岡野友彦『源氏と日本国王』/中井久夫『隣の病い』

曇。
レンタル店。
岡野友彦『源氏と日本国王』読了。「源氏長者」という語は初めて聞いた。本書は、武家政権の誕生に必要なのは「征夷大将軍」ではなく、この「源氏長者」という地位なのだ、という発想を基に書かれたものである。

源氏と日本国王 (講談社現代新書)

源氏と日本国王 (講談社現代新書)

中井久夫『隣の病い』読了。数少ない現代日本の真の知識人の本だから、悪かろう筈がない。
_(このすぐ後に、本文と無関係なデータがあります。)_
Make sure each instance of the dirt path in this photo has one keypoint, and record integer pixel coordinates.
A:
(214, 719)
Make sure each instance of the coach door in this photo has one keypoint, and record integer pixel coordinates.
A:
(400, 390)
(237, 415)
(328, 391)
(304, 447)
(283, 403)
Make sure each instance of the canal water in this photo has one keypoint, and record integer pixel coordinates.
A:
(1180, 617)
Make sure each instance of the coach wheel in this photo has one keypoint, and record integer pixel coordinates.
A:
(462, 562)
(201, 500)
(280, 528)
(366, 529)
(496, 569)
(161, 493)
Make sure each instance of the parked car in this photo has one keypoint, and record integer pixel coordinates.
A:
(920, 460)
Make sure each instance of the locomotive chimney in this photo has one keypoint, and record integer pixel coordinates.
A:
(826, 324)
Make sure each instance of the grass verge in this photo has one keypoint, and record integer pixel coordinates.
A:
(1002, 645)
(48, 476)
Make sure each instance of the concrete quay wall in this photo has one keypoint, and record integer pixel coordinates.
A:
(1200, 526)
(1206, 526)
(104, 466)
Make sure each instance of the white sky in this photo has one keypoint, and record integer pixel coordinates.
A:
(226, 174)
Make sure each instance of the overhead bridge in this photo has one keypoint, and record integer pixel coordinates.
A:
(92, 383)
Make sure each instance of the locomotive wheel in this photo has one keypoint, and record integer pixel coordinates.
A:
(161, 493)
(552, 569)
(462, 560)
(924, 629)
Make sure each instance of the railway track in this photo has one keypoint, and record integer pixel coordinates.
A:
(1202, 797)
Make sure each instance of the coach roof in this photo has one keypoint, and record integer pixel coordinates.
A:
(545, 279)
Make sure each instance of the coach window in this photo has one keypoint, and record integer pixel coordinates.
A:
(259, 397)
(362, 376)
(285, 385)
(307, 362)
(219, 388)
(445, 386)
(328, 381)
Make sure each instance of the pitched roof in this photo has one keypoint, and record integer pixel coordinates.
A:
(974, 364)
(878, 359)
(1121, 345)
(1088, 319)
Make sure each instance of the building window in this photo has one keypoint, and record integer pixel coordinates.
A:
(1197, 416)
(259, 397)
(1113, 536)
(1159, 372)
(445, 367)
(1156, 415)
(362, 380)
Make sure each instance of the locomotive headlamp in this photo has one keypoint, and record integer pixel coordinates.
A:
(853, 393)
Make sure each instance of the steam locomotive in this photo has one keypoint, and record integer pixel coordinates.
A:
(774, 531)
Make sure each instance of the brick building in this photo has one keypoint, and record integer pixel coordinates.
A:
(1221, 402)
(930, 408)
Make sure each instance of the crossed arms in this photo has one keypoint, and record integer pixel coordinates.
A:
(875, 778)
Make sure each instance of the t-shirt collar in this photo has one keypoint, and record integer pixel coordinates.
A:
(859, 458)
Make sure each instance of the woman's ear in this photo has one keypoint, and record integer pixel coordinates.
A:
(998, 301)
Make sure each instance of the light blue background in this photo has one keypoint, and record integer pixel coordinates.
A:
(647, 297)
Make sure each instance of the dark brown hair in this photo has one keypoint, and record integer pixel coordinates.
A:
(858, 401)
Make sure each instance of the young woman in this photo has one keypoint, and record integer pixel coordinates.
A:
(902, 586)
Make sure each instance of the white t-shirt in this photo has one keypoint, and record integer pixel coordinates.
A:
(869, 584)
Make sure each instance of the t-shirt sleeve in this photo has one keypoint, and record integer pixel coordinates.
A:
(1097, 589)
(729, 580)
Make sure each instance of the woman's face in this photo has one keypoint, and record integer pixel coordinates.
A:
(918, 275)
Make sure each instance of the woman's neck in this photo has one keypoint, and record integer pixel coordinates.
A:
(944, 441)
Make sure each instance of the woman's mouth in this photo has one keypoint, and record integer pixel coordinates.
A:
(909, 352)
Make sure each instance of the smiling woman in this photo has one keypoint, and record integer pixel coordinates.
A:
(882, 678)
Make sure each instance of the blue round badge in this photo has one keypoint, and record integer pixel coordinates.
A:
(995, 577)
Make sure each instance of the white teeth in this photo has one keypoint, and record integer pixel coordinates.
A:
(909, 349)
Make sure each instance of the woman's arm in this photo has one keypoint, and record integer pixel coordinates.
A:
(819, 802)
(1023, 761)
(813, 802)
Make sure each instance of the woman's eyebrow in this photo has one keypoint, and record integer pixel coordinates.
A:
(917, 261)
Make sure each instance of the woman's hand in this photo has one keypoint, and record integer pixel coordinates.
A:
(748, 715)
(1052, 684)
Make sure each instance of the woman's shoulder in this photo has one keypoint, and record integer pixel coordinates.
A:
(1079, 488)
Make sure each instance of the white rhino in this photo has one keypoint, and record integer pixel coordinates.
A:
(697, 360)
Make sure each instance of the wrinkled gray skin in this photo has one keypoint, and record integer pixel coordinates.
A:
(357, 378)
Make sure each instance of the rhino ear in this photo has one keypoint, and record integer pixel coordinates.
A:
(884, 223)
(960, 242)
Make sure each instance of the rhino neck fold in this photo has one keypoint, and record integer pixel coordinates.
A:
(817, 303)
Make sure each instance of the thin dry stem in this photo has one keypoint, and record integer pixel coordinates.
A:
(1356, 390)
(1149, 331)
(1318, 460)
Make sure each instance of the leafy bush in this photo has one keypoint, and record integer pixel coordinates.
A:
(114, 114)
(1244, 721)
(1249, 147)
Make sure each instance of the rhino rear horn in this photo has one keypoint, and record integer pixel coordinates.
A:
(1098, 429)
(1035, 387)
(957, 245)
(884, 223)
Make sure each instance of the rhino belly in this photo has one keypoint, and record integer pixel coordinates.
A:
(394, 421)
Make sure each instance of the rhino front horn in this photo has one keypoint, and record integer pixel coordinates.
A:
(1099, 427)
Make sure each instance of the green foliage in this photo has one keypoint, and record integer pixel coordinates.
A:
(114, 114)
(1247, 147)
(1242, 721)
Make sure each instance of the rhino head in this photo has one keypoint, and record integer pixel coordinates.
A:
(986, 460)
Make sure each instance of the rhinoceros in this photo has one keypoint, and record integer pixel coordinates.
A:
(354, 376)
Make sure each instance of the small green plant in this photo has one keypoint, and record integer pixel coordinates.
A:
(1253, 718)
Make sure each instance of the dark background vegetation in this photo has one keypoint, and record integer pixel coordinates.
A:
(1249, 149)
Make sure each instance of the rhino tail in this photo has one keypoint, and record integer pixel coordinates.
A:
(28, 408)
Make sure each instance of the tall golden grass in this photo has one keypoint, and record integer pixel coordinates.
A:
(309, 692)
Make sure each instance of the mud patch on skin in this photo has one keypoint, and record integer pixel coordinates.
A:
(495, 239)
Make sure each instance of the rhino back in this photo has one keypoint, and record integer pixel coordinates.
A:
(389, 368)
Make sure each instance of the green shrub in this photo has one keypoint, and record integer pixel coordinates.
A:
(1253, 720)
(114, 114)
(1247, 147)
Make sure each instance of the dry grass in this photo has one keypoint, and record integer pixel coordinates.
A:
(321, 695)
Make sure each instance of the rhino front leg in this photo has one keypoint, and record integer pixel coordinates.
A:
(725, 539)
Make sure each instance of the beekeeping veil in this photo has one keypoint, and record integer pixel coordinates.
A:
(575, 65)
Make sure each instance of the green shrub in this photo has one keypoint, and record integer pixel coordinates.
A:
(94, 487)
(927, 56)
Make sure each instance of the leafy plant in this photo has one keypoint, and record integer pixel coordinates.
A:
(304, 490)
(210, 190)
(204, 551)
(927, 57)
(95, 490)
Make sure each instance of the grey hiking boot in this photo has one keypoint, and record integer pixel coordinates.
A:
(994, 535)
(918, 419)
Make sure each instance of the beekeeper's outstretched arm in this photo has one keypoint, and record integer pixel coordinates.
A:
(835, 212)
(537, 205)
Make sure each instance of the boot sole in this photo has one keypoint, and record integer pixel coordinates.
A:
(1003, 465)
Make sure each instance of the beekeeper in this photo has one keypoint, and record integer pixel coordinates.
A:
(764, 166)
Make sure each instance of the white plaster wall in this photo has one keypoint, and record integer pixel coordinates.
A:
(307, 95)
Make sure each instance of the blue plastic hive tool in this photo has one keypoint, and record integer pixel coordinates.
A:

厖大な読書と、しっかりした経験をバックボーンにした文章を読んでいると、眩暈すら覚えるほどだ。どの文章もすばらしいが、神戸を襲った震災の話と、現代ギリシャの詩人についての論考には、圧倒された。震災の時、九州大学の精神科に応援を頼むのがおもしろい。九大からは、「二時間後に送る」「一切の費用は自己負担でやる」「費用は君たちに心配かけない」と言ってきたのだという。恐らく即座に、ということであろう。九州人のメンタリティに賭けたのである。著者は「東京なら大会議を始めるのではないか」と思ってそうしたというのだが、実際そうだったというのが情けない。